Disorders of perfusion of the heart muscle are broadly divided according to their severity into:
- Stable angina
- Acute coronary syndrome, which is further subdivided into:
1. Unstable angina
2. Myocardial infarction
Like all body tissues, the heart needs a continuous oxygen-carrying blood supply to function, and for the cells to maintain their metabolism. Cells eventually die without it.
The degree of tolerance to oxygen deficiency varies widely according to the type of tissue. At the extremes of the spectrum lie the nerve cells (neurons) and bone cells (osteocytes).
Neural tissue can’t tolerate oxygen deficiency after 5 minutes, while bone tissue can handle a few hours without irreversible tissue damage. It usually depends on the rate of metabolism of tissues. A factory that produces large amounts of products per hour is more quickly affected by the cessation of its raw materials supplies.

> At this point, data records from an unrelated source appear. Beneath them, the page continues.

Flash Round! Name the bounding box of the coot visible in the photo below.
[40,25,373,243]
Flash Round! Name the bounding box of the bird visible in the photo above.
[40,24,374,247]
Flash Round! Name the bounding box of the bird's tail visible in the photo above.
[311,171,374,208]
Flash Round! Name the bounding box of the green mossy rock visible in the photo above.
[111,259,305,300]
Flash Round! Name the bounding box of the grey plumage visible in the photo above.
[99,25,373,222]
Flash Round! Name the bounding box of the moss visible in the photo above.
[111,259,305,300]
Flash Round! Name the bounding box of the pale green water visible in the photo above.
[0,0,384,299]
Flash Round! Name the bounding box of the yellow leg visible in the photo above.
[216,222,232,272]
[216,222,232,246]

Heart muscle cells are also sensitive to oxygen deficiency, and its effect takes less than 30 minutes to produce an irreversible injury and death to the muscle cells.
How does it happen?
Unstable angina is a supply-demand mismatch of the heart, which means that there are either physiological or pathological conditions that affected the heart, leading to increased oxygen demands. Such conditions range from mild fever to severe valve diseases. This can also be coupled with other health problems that cause the heart muscle’s blood supply to deteriorate. Since oxygen is carried by red blood cells -the better name is red blood corpuscles as they are not “true” cells- through their hemoglobin, which is an oxygen-carrying iron-containing protein. Such conditions include anemia, hypotension, or any other disease affecting breathing or the oxygenation of blood.

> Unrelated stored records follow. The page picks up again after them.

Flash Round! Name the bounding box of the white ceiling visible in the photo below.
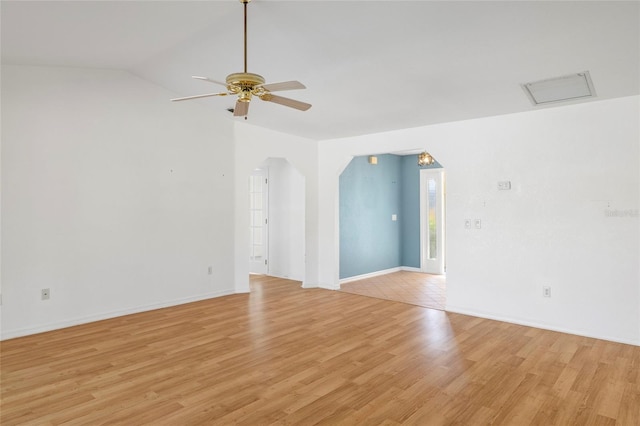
[0,0,640,140]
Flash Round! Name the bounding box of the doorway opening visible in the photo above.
[339,152,446,310]
[249,158,305,281]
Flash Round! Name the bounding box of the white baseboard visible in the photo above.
[445,305,640,346]
[0,289,235,341]
[339,267,402,284]
[400,266,424,272]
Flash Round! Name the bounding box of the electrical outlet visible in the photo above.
[498,180,511,191]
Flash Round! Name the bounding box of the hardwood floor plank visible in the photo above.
[0,276,640,426]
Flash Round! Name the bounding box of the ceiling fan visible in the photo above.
[171,0,311,120]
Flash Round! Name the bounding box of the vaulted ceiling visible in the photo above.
[0,0,640,140]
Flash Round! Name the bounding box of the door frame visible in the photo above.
[420,168,446,275]
[249,167,269,275]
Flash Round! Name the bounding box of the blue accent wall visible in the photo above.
[340,154,402,278]
[340,154,442,278]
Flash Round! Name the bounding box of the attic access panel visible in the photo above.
[522,71,596,105]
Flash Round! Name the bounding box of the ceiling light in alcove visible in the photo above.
[418,151,435,167]
[522,71,596,105]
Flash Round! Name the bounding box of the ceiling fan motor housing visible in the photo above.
[227,72,266,102]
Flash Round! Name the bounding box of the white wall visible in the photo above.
[318,96,640,345]
[264,158,305,281]
[1,66,234,338]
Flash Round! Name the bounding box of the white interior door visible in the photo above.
[249,169,269,274]
[420,169,445,274]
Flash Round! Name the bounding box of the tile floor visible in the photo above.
[340,271,446,310]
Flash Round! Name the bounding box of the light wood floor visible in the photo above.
[340,271,447,310]
[0,277,640,426]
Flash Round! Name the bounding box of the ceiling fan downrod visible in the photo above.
[240,0,251,74]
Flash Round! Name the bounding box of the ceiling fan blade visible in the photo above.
[171,92,228,102]
[262,81,307,92]
[191,75,227,87]
[260,93,311,111]
[233,101,249,117]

Another important mechanism is what is called plaque disruption. When fats are deposited in a gradual manner causing the narrowing of the heart’s blood vessels, they produce stable angina. It increases in severity over a long time and takes years to produce typical symptoms. Such plaques of fat are covered by a layer of the lining of the mentioned blood vessels. In some cases, this cover or “cap” is thin or “unstable” that it becomes liable to rupture, releasing the fatty plaques into the lumen of the blood vessel. This is a catastrophic event because while the cap itself has a smooth surface, it prevents the blood from clotting in the vessel’s wall when released. The cap is ruptured, the smooth surface becomes rough, and clotting occurs, rapidly disrupting the heart’s blood supply. The greatest anticoagulant of the body is the unmatched smoothness of the interior of blood vessels.
An important thing to note here, however, is that muscle cell death does not occur in unstable angina like heart attacks. That’s because the vessel is not completely obstructed but leaves a small portion that allows the cells just to live until it is obliterated.